Les dérivés du prix Femina
Tout comme de nombreux prix littéraires, le prix Femina a fait des petits ! C’est en 1985 que rentre en lice une sélection consacrée aux livres d’auteurs étrangers. Puis, en 1999, apparaît une sélection qui vise à récompenser un essai – un prix qui remplace désormais le prix Femina Varesco.
Enfin, à l’instar de ses confrères, le Goncourt et le Renaudot, le prix Femina se décline en prix Femina des lycéens à partir de l’année 2016. Lancé à l’initiative du rectorat de Rouen, il est attribué en décembre à un roman issu de la seconde sélection retenu par le jury du prix Femina. Un prix dérivé qui réunit pas moins de 500 élèves et qui permet aux 16 classes participantes de rencontrer les auteurs de la sélection.

Il existe également un prix du centenaire du jury Femina, logiquement décerné en 2004, pour les 100 ans de l’existence du prix. Destiné à mettre en lumière un auteur et son œuvre, le prix avait été remis par le ministre de la Culture de l’époque, Renaud Donnedieu de Vabres. Il fut décerné à Simon Leys.

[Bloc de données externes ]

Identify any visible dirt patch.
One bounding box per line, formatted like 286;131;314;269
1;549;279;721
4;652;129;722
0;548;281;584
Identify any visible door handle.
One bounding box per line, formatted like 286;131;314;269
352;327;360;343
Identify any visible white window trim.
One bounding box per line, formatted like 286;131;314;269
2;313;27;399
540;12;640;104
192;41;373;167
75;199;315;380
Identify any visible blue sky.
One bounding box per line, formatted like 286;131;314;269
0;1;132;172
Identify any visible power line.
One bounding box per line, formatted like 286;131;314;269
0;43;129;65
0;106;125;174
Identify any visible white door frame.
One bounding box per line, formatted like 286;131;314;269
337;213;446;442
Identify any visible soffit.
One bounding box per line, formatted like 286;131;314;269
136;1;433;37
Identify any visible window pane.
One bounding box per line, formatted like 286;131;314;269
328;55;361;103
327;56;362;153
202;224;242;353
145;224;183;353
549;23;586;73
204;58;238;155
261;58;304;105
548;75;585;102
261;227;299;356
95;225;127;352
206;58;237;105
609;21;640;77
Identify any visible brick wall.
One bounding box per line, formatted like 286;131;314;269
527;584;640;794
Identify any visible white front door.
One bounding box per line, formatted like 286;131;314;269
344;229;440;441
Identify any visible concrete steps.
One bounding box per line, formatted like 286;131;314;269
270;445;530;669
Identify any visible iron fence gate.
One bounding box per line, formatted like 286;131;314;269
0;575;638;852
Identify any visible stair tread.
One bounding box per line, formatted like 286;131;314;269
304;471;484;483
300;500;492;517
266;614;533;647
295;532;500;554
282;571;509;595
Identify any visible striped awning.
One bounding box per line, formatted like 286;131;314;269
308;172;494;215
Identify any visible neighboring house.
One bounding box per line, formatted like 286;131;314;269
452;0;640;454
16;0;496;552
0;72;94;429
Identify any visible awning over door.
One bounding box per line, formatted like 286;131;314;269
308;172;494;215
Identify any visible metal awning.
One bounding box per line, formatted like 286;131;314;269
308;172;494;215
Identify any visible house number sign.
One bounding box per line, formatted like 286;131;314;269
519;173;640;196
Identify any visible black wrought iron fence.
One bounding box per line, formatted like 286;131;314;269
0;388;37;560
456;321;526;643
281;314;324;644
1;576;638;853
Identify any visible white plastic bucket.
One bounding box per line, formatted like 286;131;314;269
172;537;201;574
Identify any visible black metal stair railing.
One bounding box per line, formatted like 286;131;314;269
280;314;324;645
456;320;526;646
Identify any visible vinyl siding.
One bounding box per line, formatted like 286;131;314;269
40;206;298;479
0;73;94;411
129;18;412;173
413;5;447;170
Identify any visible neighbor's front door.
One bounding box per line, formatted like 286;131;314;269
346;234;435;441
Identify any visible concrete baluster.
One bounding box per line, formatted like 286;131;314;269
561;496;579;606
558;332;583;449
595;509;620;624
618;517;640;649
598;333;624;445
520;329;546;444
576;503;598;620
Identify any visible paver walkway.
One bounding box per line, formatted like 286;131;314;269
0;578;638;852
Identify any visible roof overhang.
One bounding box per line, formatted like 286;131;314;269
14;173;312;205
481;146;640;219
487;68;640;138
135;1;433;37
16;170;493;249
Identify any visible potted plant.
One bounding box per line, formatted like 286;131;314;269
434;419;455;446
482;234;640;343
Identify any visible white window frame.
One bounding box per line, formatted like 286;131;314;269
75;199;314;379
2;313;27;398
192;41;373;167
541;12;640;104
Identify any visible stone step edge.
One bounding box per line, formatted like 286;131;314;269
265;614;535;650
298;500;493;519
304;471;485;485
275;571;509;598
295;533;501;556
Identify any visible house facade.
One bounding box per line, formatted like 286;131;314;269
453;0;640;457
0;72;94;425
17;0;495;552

Né d’une envie d’indépendance, de reconnaissance et d’asseoir la légitimité des femmes dans la littérature, le prix Femina est un prix littéraire pas tout à fait comme les autres. Un peu moins élitiste, un peu plus effacé, moins scandaleux, il reste l’une des récompenses les plus tournées vers la littérature féminine – et loin de nous l’idée de doter cette expression d’une connotation négative – de notre époque. En bref, si le prix Femina a été subversif a ses débuts, il n’en reste pas moins l’un des prix littéraires les plus innovants.